Assessing beginner tax preparers - creating an audit trail

I’m hoping to combine my two passions - teaching and accounting - into a beginners tax preparation course. Lately I’m increasingly aware of small business owners’ desire to be more in control of their relationship with CRA. I figure there has to be a middle ground between “just winging it” and paying an accountant.

I’m drawn to the concept of “just-in-time” learning, vs. “just-in-case” learning - whereby the learning is tailored to the immediate needs of the learners. In this case - to file their taxes.

Course name & Learners

The course would be “File your own small business taxes with confidence” and would be aimed at sole proprietors in Canada.
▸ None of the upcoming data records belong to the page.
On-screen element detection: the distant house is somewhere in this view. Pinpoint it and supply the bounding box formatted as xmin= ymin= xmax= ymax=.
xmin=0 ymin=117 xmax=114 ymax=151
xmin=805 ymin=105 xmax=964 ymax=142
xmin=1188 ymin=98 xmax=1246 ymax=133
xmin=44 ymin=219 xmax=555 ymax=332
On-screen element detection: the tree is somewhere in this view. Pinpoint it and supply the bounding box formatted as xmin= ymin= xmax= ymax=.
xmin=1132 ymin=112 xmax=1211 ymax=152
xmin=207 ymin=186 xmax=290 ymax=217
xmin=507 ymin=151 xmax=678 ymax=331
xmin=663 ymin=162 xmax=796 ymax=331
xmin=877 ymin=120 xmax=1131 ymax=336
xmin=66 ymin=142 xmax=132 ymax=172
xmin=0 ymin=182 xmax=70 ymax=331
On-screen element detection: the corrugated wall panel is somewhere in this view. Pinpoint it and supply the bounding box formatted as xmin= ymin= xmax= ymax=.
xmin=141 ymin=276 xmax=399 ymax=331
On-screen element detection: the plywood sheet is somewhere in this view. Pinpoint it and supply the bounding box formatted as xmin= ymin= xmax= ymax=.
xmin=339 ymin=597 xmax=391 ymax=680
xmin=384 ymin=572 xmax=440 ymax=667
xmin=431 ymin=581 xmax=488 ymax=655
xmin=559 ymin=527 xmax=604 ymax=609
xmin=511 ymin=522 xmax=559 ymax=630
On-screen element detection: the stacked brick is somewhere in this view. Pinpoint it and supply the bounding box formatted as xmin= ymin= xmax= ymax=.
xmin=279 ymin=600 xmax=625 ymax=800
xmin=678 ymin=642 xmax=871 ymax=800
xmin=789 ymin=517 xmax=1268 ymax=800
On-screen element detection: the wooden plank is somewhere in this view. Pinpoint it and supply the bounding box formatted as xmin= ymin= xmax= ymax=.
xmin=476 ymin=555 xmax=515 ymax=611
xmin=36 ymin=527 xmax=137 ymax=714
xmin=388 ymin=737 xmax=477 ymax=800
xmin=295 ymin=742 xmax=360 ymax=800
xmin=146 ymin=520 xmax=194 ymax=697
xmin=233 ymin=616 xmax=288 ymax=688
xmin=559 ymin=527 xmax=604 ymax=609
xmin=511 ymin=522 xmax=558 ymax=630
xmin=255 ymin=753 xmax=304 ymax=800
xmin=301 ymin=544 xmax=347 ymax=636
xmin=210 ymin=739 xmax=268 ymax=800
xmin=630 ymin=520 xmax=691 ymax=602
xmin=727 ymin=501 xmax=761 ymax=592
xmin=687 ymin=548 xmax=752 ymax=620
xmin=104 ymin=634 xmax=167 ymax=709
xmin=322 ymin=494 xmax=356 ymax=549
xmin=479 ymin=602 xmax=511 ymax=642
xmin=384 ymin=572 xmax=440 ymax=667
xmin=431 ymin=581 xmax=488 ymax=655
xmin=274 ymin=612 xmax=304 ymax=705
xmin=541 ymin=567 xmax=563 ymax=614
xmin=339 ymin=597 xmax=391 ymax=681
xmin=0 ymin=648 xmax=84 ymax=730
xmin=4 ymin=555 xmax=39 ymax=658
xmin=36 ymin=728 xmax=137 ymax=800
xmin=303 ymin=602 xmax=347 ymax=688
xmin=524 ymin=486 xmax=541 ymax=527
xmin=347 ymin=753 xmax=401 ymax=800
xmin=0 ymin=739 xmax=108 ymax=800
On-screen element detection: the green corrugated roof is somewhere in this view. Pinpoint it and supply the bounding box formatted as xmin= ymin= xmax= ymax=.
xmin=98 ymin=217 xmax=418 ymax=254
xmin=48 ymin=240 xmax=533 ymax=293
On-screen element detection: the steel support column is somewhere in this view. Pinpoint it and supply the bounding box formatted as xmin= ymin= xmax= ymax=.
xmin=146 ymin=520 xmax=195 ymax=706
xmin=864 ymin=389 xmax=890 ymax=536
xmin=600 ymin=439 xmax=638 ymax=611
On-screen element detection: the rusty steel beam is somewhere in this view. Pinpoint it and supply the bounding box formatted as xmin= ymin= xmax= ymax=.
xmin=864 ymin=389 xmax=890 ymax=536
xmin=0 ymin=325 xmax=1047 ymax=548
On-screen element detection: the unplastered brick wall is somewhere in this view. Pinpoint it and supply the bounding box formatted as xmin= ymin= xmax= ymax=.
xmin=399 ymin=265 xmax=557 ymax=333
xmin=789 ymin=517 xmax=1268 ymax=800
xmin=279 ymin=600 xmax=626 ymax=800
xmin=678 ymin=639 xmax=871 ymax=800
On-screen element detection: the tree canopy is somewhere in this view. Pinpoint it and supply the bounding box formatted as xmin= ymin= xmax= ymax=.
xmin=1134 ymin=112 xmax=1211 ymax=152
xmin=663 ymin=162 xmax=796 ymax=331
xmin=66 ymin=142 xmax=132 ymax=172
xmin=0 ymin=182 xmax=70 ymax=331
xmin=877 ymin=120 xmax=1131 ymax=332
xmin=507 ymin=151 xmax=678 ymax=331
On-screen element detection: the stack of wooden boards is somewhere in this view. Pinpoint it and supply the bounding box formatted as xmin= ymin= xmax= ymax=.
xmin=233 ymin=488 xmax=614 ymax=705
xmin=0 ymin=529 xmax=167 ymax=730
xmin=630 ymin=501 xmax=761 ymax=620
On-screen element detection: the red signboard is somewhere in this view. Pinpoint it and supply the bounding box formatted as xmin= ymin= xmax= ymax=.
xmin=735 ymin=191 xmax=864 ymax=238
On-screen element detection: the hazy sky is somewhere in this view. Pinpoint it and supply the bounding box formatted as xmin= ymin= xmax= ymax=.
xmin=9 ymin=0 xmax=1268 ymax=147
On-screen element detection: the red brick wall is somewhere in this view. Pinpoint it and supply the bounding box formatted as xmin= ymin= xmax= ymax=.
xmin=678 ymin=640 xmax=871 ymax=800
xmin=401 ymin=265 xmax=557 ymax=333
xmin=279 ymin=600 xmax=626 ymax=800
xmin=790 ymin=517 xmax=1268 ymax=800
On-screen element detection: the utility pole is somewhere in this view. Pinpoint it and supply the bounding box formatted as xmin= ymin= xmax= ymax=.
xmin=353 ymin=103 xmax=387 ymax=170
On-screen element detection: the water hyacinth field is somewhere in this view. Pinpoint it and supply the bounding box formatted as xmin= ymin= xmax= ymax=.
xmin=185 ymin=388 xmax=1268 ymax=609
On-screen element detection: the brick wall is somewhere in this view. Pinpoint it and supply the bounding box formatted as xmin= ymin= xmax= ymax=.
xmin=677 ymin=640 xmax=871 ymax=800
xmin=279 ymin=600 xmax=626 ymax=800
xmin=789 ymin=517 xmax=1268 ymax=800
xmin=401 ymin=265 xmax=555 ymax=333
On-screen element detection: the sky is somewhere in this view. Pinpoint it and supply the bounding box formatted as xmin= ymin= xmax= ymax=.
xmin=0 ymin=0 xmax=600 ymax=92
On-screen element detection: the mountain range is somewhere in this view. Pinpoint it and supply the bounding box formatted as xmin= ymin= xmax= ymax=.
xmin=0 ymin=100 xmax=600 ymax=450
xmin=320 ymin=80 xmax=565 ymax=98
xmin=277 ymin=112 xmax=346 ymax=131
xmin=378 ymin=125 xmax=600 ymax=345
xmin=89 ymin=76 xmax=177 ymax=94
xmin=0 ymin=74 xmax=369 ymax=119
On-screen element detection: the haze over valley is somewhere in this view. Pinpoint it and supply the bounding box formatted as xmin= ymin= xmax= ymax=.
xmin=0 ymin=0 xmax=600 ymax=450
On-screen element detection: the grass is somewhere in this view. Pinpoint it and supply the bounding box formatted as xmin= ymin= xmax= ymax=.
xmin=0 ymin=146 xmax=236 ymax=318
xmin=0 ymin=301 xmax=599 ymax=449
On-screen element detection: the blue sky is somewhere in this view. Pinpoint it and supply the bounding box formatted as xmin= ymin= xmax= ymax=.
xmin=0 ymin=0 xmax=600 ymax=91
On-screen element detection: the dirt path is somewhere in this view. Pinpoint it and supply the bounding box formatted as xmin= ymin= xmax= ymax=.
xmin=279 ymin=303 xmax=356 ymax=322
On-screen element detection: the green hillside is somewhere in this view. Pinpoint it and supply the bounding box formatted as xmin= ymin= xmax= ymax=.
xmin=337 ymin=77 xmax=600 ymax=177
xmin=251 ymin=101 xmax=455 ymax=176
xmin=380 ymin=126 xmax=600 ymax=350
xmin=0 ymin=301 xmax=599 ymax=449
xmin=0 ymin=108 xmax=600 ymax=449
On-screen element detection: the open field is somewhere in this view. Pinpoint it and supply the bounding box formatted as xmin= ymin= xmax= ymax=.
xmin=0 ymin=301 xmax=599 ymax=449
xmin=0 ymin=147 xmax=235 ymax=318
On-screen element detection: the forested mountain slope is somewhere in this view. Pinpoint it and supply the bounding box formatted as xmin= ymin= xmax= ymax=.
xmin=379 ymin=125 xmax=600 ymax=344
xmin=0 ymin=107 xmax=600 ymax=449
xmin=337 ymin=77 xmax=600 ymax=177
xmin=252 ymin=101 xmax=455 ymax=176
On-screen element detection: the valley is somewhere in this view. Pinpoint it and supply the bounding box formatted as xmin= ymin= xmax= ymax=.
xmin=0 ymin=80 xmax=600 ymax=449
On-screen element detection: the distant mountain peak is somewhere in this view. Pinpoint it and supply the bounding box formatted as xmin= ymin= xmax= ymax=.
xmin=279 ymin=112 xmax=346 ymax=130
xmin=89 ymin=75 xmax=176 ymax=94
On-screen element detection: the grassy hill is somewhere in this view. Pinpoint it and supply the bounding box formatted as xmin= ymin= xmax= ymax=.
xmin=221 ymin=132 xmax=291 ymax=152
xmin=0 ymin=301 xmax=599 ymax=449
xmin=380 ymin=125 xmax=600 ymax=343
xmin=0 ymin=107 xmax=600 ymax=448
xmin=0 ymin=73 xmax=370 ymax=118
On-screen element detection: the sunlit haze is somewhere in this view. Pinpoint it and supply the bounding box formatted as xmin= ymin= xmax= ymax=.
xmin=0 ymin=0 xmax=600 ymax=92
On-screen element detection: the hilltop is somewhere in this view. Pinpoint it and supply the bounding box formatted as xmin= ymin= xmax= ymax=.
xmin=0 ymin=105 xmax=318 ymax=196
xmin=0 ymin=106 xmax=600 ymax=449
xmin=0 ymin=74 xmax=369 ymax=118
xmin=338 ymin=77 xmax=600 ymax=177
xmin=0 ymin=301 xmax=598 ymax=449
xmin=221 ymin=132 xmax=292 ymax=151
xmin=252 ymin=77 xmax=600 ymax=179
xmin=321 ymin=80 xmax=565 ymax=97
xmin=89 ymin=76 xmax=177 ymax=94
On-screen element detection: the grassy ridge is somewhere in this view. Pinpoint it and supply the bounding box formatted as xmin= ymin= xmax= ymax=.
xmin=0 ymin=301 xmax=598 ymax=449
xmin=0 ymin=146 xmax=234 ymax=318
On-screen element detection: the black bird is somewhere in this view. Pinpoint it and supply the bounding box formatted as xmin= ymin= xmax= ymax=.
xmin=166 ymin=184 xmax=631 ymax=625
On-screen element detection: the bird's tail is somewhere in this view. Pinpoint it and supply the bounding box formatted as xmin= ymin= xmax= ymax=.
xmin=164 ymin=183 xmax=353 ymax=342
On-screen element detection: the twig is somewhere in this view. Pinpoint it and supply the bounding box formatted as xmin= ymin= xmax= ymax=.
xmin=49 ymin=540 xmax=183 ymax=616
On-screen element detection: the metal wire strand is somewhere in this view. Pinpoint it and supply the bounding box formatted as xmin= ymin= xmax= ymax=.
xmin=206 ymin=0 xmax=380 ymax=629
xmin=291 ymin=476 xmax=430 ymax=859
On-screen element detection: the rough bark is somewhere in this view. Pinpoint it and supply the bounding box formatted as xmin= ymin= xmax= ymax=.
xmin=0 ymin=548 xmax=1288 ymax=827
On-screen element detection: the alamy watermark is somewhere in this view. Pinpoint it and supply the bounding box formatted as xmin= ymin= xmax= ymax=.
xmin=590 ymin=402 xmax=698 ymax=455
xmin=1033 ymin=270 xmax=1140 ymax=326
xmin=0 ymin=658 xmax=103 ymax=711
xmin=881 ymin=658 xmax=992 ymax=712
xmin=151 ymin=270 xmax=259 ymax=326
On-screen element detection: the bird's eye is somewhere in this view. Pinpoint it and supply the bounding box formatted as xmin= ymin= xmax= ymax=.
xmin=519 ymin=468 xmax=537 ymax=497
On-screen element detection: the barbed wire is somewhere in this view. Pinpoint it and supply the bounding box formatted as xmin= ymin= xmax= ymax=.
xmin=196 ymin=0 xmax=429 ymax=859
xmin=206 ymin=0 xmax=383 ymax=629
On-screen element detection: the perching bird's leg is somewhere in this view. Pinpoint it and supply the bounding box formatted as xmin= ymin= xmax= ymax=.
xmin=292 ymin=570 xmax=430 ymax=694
The learners would likely be younger - 25 to 45 , reasonably tech savvy and with a desire to control and understand their business operations.

Objective - Module 1

After completing this module, students will be able to:

  • successfully navigate the software required to prepare their own tax returns, including the filing of the return;

  • prepare excel schedules to support their business activities in the event of an audit; and

  • understand what documentation should be preserved in case of request by CRA.

Assessment strategy

Assessment for this module will be in three forms:

1) A short written response outlining the student’s choice in tax preparation software. There are many software to chose from, so the written response should address what are important features to the student, and why they have selected this software

2) A completed home office schedule, with supporting documents, and correct use of tapes

3) A quiz entitled “Keep or shred” in which students must determine if various documents need to be kept for future audit, or if they can be shredded

Rationale

The key objective of this course is that learners will be confident to file their own taxes when it is complete, so the rationale for the first two assessments would be that they directly contribute to the student being ready to file. The third is intended to be a bit more fun, low stakes.